Academic journal article Brigham Young University Law Review

"Law and Finance": Inaccurate, Incomplete, and Important

Academic journal article Brigham Young University Law Review

"Law and Finance": Inaccurate, Incomplete, and Important

Article excerpt

"On the face of it, shareholder value is the dumbest idea in the world. Shareholder value is a result, not a strategy. . . . Your main constituents are your employees, your customers and your products."

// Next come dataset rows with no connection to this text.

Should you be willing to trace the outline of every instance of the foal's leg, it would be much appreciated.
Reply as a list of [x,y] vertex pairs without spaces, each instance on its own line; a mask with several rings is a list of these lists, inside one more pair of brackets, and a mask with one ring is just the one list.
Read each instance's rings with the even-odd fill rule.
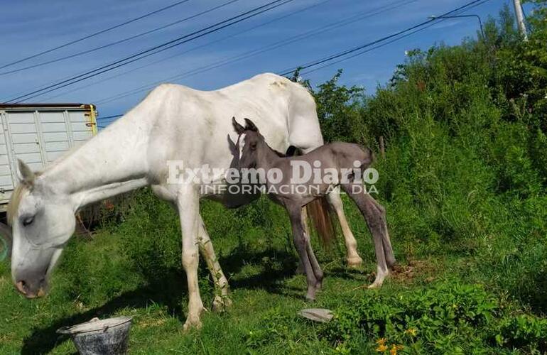
[[[320,290],[323,285],[323,272],[321,270],[321,266],[315,258],[315,254],[313,253],[313,249],[311,247],[311,236],[310,236],[310,227],[308,225],[308,212],[305,207],[302,208],[302,224],[304,226],[304,234],[305,236],[306,241],[306,251],[308,252],[308,256],[310,258],[310,263],[311,264],[312,269],[313,270],[313,275],[315,275],[317,279],[317,283],[315,284],[315,288]],[[298,268],[296,269],[296,273],[304,273],[304,266],[302,263],[302,260],[298,261]]]
[[[293,241],[298,256],[304,267],[306,280],[308,282],[308,293],[305,298],[308,300],[315,300],[315,290],[317,287],[317,278],[313,273],[313,268],[308,255],[308,245],[309,239],[304,233],[304,225],[302,223],[302,208],[299,205],[286,205],[291,219],[291,224],[293,226]],[[314,256],[315,257],[315,256]]]
[[382,239],[381,241],[384,244],[384,251],[386,253],[386,262],[388,266],[392,268],[395,266],[395,256],[393,253],[393,248],[391,247],[391,240],[389,238],[389,231],[387,229],[387,222],[386,220],[386,209],[384,206],[378,203],[370,194],[364,194],[366,203],[371,204],[371,209],[375,208],[377,210],[376,214],[379,216],[379,219],[381,220],[381,228],[382,229]]
[[212,248],[212,243],[210,238],[209,238],[207,229],[205,229],[205,224],[203,223],[201,215],[200,215],[198,233],[200,251],[201,251],[203,258],[205,259],[217,291],[220,292],[220,295],[217,294],[215,295],[215,300],[212,301],[212,309],[215,311],[222,310],[225,306],[232,305],[232,300],[228,296],[229,286],[228,285],[228,280],[226,279],[226,276],[224,276],[222,269],[218,263],[215,250]]
[[[304,224],[304,231],[305,235],[310,237],[310,226],[308,225],[308,209],[305,207],[302,207],[302,223]],[[311,239],[311,237],[310,237]],[[296,268],[296,273],[304,273],[304,266],[302,264],[302,260],[298,259],[298,266]]]
[[363,259],[357,253],[357,241],[350,229],[346,215],[344,213],[344,206],[342,204],[342,199],[340,195],[340,190],[336,188],[327,195],[327,201],[336,212],[336,216],[342,227],[342,233],[344,234],[344,241],[346,244],[346,261],[350,268],[358,268],[363,263]]
[[342,185],[344,191],[350,195],[357,204],[361,214],[367,221],[369,229],[372,234],[374,241],[374,252],[376,253],[377,273],[376,279],[369,288],[376,288],[381,286],[384,279],[389,275],[389,269],[386,263],[386,251],[384,248],[384,233],[386,229],[384,229],[384,221],[376,205],[370,203],[367,194],[364,192],[362,184],[354,182]]
[[177,207],[183,231],[183,266],[186,271],[188,283],[188,315],[184,324],[184,329],[188,330],[193,327],[201,327],[200,317],[203,311],[203,302],[197,283],[200,197],[194,186],[181,187],[177,196]]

- Jack Welch, former CEO of General Electric


While virtually all scholars of corporate governance agree that national differences exist in corporate governance practices and their efficacy, debate continues regarding the relevant dimensions of difference and how to best explain them. In this Essay, we argue that the strong conceptual and empirical link between law and finance as proposed within the legal origins theory and fully launched in a series of articles by LLSV2 is inaccurate, incomplete, and yet important. At the least, it is important to get a clearer view of the field such that we may better understand the broader scope of the "law-finance" relationship, particularly as the law and finance theory has had demonstrated effects on international policy developments.

A number of scholars have effectively demonstrated the key shortcomings of this theoretical and empirical unidirectional linkage from law to finance.3 We do not need to review that literature here, but we find it convincing. And, in response to some of their critics, La Porta, Lopez-de-Silanes, and Shleifer have rectified some of their strong and prescriptive former claims.4 In this Essay, we discuss in Part II what we have learned from this agitated debate with so many policy and real life ramifications, why it is important to conceptualize a larger and more complex picture of the proposed law-finance causality, what we can learn from existing research on comparative systems in social science, and what we need to study next in the field of research of legal systems and economic sociology. In Part III, we discuss why it is important to get "law and finance" right.


A. Complementarities Matter

One could take multiple routes to illustrate the principle that looking simply at the characteristics of the legal system to explain economic outcomes is incomplete. One limitation is, perhaps, the methodological tools we use to analyze these questions. For instance, it seems rather narrow to summarize the advanced industrialized countries into two stylized systems: liberal market economies and coordinated market economies, which happen to correspond nicely to the common and civil law dichotomy. Perhaps the explanation for simplicity is the methodological limitations we face in comparative corporate governance research and comparative law - namely, a large number of potential explanatory variables and a small number of cases. Kogut and Ragin put it well when discussing the limited diversity within varieties of capitalism and their empirical rejection of the hypothesis of a direct relationship between rule of law and financial development. They state that "[c]ontrary to silver bullet theories, many studies recognize that economic systems are varied and that there is more than one path to wealth."5

Organizations are widely conceived as complex systems of interdependent factors, but empirical methodology often poorly reflects such interdependence. For example, standard linear models, such as regression analysis, treat variables as competing to explain variation in the outcome rather than focusing on how causes may combine in specific cases to create outcomes. Meanwhile, case studies have an important tradition in organizational research, but such studies face the challenge of generalizing across cases or using cases effectively to better "contextualize" the boundary conditions of existing theories. Recently, new innovations in comparative research methods have been developed and applied to the comparative study of corporate governance at the organizational or national level. In particular, a number of newer small-n and set-theoretic methods, such as Qualitative Comparative Analysis ("QCA"), have been applied to cross-national data (where n is small)6 or to organizational analysis where causation is complex and there is more than one path to an outcome. …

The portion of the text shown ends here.